You are viewing a plain text version of this content. The canonical link for it is here.

Posted to common-user@hadoop.apache.org by elton sky <el...@gmail.com> on 2011/02/28 11:30:37 UTC

why quick sort when spill map output?

Hello forumers,

Before spill the data in kvbuffer to local disk in map task, k/v are
sorted using quick sort. The complexity of quick sort is O(nlogn) and
worst case is O(n^2).
Why using quick sort?

Regards

Re: why quick sort when spill map output?

Posted by MANISH SINGLA <co...@gmail.com>.
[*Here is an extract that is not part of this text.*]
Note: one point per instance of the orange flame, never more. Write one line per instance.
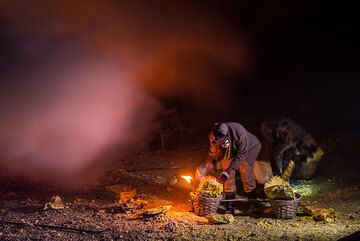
(187, 178)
one of the major reasons of using quicksort would be that quicksort
can easily be parallalized...due to its divide and conquer nature

On Mon, Feb 28, 2011 at 6:06 PM, James Seigel <ja...@tynt.com> wrote:
> Sorting out of the map phase is core to how hadoop works.  Are you asking why sort at all?  or why did someone use quick sort as opposed to _____sort?
>
> Cheers
> James
>
>
> On 2011-02-28, at 3:30 AM, elton sky wrote:
>
>> Hello forumers,
>>
>> Before spill the data in kvbuffer to local disk in map task, k/v are
>> sorted using quick sort. The complexity of quick sort is O(nlogn) and
>> worst case is O(n^2).
>> Why using quick sort?
>>
>> Regards
>
>

Re: why quick sort when spill map output?
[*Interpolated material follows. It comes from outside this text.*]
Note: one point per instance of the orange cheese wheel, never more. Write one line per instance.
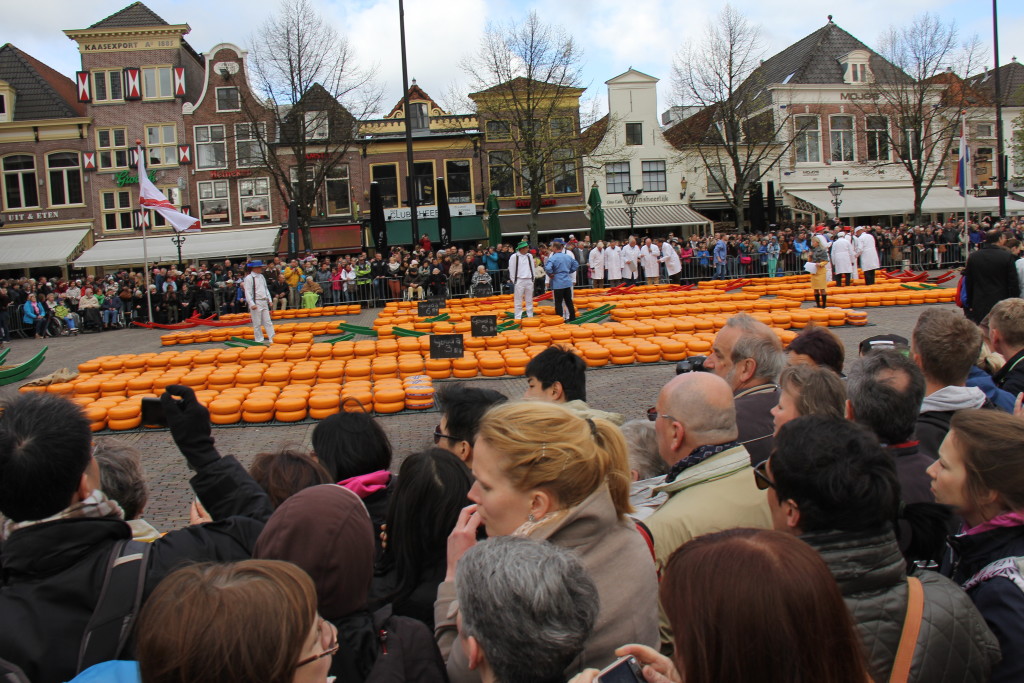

Posted by James Seigel <ja...@tynt.com>.

Sorting out of the map phase is core to how hadoop works.  Are you asking why sort at all?  or why did someone use quick sort as opposed to _____sort?

Cheers
James

On 2011-02-28, at 3:30 AM, elton sky wrote:

> Hello forumers,
> 
> Before spill the data in kvbuffer to local disk in map task, k/v are
> sorted using quick sort. The complexity of quick sort is O(nlogn) and
> worst case is O(n^2).
> Why using quick sort?
> 
> Regards